There’s a principle (little-”p”) in the Agile / XP world that your unit tests should roughly reflect your software requirements.   Part of this has to do with the fact that if there’s a requirement, it should be tested, and part of it has to do with the low-documentation/code-sharing ethic.  In this second scenario, a new developer should be able to get a pretty good handle on what the tested code is supposed to do merely by going through the unit tests.

Of course, as with most software rules of thumb, that’s an abstraction, but it speaks to a real mindset.
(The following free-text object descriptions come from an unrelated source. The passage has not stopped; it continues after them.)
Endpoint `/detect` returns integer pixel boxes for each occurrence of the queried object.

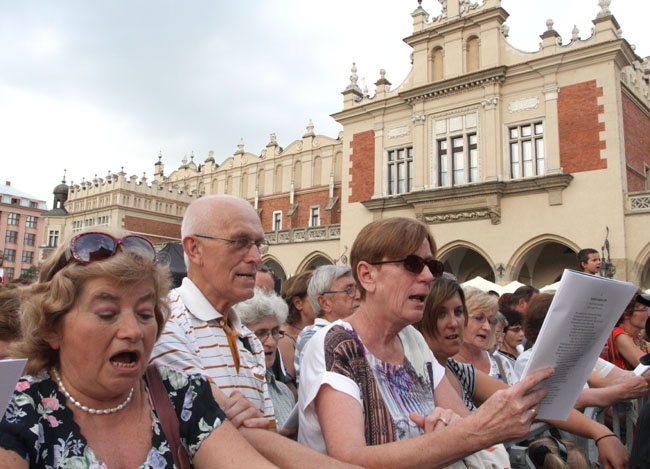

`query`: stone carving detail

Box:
[596,0,611,18]
[420,208,501,225]
[460,0,480,15]
[508,97,539,113]
[388,126,410,138]
[629,195,650,211]
[481,97,498,109]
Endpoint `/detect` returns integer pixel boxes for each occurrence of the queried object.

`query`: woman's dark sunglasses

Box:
[370,254,444,277]
[48,232,156,280]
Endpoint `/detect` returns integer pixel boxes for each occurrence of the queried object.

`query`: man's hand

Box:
[211,384,270,429]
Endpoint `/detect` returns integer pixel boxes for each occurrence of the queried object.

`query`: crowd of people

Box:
[0,194,648,468]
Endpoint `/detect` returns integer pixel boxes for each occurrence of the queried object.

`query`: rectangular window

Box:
[24,233,35,246]
[437,132,478,187]
[25,215,37,229]
[48,230,60,248]
[387,147,414,195]
[7,213,19,226]
[21,251,34,264]
[4,249,16,262]
[273,211,282,231]
[5,231,17,244]
[4,268,14,281]
[309,207,320,227]
[10,198,19,205]
[509,121,545,178]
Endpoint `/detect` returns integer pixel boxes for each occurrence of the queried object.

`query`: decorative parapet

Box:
[266,224,341,245]
[627,192,650,213]
[361,174,573,224]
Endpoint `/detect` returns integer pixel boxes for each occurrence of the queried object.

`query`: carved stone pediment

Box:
[414,193,502,225]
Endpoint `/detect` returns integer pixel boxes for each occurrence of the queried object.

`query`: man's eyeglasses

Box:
[468,313,498,326]
[194,234,270,255]
[254,327,285,342]
[322,285,358,298]
[506,325,523,333]
[48,232,156,281]
[370,254,444,277]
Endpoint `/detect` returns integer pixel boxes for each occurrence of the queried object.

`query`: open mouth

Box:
[236,273,255,280]
[110,351,139,368]
[408,294,427,303]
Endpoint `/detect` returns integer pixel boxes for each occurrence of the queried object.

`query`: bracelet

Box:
[595,434,617,445]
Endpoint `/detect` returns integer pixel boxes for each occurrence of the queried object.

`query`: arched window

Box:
[313,156,322,186]
[466,37,479,72]
[275,164,283,193]
[293,160,302,190]
[431,47,444,81]
[257,168,265,196]
[241,172,249,198]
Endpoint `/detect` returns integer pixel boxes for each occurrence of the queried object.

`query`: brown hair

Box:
[280,270,313,326]
[523,293,555,344]
[15,228,171,375]
[0,288,22,342]
[414,277,467,340]
[350,217,436,300]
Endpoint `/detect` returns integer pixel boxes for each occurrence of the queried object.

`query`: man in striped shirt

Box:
[151,194,275,427]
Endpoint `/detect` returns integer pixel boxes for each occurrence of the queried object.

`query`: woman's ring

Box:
[530,408,537,415]
[438,416,449,426]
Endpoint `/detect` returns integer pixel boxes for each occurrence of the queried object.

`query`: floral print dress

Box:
[0,365,225,468]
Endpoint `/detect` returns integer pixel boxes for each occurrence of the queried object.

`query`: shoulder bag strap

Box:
[145,365,191,469]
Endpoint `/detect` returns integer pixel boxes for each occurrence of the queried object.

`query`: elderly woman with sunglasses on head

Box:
[298,217,554,468]
[453,286,517,385]
[0,228,277,469]
[235,287,297,433]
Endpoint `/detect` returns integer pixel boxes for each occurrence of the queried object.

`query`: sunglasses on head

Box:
[370,254,444,277]
[48,232,156,281]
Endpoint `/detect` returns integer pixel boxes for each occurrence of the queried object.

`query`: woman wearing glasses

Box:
[453,287,517,385]
[0,228,277,468]
[236,287,297,433]
[298,217,554,467]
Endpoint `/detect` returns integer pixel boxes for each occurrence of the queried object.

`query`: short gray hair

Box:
[307,265,352,317]
[235,287,289,326]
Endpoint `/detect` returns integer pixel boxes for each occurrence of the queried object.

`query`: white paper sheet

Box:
[0,358,27,416]
[521,269,637,420]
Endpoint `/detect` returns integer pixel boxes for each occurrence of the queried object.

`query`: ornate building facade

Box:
[41,0,650,289]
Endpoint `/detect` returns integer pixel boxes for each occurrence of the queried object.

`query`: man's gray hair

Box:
[235,287,289,326]
[307,265,352,317]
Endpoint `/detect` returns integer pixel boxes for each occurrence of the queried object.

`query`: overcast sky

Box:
[1,0,646,206]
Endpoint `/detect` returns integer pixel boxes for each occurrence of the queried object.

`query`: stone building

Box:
[0,182,47,283]
[41,0,650,289]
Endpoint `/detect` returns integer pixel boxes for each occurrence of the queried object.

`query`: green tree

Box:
[21,265,40,281]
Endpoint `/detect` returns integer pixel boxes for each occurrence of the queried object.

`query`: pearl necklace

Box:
[52,368,134,415]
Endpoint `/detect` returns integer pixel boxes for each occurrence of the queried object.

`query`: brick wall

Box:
[622,92,650,192]
[349,130,375,203]
[558,81,607,173]
[259,188,338,230]
[124,215,180,243]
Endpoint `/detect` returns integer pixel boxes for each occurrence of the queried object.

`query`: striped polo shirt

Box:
[151,277,275,423]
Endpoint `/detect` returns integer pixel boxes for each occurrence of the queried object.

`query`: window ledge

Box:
[361,174,573,224]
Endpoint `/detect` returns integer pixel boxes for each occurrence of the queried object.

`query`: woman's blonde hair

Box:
[464,286,499,350]
[527,436,588,468]
[16,228,171,374]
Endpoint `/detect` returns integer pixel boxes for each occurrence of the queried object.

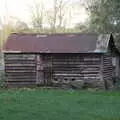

I’ve found during those times where I get “stuck” playing around with a new piece of software I’m developing, that when I go back and look at the unit tests, it’s a lot of property testing, and not nearly enough method testing.  In other words, I overemphasize state at the expense of behavior.  This is a bad thing.  In the first case, properties are too easy to test: get/set blocks, assignments and .AreEqual calls, etc.  Methods are harder to test — branches, function overloading, loops, messy stuff.  In the second case, software is meant to DO something — even state changes are an active process, in the sense that something acts on the software to change its state.

Part of my problem may be too heavy an OOP mindset, in the sense that my first instincts are to say “what is this thing?” rather than “how does this thing behave?”

The answer?  Back to theory to get a fresh perspective.  Nothing like snuggling up with Grady Booch to get back to first principles and recharge the batteries.